Council puts limits on medical marijuana gardens

December 09, 2004

Graham Moes , Clovis Independent

The Clovis City Council approved temporary regulations Dec. 6 governing the growth and distribution of medical-use marijuana within city limits.

The restrictions, adopted by a unanimous vote, prohibit medical marijuana dispensaries serving three or more patients. They also include stipulations that the drug be cultivated under strict supervision away from neighborhoods and schools at a rate of no more than six mature or 12 immature plants per qualified individual.

'Without a city ordinance in place, medical marijuana dispensaries could operate within the city without restrictions,' according to the Clovis Police Department.

Clovis Police Capt. Russ Greathouse, in urging passage of the ordinance, said the city of Fresno's October decision restricting medical marijuana dispensaries there has raised fears that growers may relocate to outlying communities like Clovis.

Greathouse said cities with neighborhood marijuana gardens have reported numerous problems ranging from the 'skunk-like' smell of ripening plants to a marked increase in trespassing, burglaries and violent encounters between growers and citizens.

Police Chief Jim Zulim's department keeps no records on how many people are currently growing the drug within city limits, but it points to a 2003 incident to highlight the potential for trouble.

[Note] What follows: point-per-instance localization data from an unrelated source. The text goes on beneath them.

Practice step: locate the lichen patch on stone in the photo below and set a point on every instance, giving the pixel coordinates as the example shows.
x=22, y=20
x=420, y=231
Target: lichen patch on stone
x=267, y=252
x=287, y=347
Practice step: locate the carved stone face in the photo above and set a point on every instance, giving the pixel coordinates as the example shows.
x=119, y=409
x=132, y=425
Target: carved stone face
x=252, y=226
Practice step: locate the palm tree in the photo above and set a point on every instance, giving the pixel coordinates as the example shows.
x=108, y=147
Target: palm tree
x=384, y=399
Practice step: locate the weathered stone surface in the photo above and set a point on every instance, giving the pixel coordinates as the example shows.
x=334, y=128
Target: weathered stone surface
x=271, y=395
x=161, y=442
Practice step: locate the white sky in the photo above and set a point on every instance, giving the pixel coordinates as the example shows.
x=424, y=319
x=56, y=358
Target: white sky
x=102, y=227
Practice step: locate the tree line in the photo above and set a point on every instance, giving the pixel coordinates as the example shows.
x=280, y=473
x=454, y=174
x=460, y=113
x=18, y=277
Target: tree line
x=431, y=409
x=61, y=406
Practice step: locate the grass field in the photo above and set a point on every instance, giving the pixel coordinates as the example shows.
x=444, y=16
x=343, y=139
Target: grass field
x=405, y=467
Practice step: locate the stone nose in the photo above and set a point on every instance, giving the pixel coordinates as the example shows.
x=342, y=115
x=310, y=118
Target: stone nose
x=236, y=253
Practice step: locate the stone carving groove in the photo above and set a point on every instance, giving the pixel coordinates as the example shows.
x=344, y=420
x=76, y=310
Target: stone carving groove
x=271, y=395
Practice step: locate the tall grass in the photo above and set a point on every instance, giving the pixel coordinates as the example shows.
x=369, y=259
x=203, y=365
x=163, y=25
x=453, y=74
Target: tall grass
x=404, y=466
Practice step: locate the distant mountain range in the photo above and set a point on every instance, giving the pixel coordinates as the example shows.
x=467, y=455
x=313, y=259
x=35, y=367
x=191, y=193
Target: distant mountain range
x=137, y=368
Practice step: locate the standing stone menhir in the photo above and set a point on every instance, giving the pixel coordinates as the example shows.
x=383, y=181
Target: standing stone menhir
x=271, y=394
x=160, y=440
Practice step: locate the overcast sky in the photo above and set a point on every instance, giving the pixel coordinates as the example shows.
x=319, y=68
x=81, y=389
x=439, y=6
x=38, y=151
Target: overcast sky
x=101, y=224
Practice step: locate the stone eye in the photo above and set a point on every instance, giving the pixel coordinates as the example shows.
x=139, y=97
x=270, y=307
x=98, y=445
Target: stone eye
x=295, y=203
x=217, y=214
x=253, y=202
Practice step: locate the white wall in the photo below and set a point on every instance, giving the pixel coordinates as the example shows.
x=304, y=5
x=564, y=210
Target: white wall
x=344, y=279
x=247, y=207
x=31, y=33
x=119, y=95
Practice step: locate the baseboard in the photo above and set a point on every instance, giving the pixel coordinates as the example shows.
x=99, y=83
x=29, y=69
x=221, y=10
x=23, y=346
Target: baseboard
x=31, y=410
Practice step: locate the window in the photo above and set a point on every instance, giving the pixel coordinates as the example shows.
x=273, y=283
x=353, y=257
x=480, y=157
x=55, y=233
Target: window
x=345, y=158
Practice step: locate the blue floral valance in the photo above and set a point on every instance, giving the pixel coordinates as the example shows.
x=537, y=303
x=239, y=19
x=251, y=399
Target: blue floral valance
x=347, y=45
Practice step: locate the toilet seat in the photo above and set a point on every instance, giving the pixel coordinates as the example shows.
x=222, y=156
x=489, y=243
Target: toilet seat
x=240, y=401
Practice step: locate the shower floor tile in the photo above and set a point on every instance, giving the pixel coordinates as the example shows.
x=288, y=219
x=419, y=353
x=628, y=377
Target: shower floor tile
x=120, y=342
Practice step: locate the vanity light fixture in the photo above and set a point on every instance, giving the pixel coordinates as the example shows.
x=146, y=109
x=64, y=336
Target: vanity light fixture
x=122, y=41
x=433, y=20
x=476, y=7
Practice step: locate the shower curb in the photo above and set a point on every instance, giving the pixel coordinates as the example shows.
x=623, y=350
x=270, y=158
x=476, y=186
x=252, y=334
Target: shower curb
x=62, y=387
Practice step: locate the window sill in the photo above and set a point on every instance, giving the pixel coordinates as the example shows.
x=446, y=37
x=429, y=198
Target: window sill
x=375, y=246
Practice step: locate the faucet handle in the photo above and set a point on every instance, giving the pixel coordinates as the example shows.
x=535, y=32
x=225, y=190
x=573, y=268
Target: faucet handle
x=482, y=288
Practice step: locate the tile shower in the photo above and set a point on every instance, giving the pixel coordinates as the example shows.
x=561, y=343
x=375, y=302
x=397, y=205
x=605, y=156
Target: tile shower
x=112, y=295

That year, a Clovis couple was arrested at home for cultivation of marijuana and for armed commission of a felony after they had taken to sleeping in their back yard armed with shotguns to thwart area high schoolers from jumping the fence to raid their medical marijuana garden. According to a police press release, the couple was also accused of paying Bulldog gang members to assault one young trespasser.

'It's a situation that will lead to something none of us want to see happen,' Greathouse said.

Though still a federal crime, California voters approved the use of medical marijuana with the Compassionate Use Act of 1996. This year, the state legislature granted cities the right to regulate application of the law.

Whether or not federal drug laws trump state law where medical use is concerned is an issue currently before the U.S. Supreme Court.

'This all may be a moot point if [the 1996 law] is found unconstitutional,' said Council Member Jose Flores.

The council will revisit the issue Jan. 10 to consider a permanent ordinance.

In other council action:

The council approved a rezone to 'planned commercial center' status of nearly 6 acres at the southwest corner of Herndon and Clovis avenues, paving the way for a 33,500-square-foot commercial center in the city's 'Golden Triangle' retail park.

Three building pads were proposed, comprised of a 25,000-square-foot structure for the incoming ITT Technical School campus, a 4,000-square-foot restaurant pad, and 4,000 square feet of retail space.

The council approved the rezone in a unanimous vote, with minor changes allowing churches within the new zoning designation, restricting grocery stores to conditional-use status there, and assuring ITT it would receive signage along Freeway 168 as promised.

The council voted to return to its regular schedule of three meetings per month, opting against a 90-day pilot program in which Council had tested a four-per-month schedule since September.

The council's Dec. 20 meeting was also canceled due to lack of business items.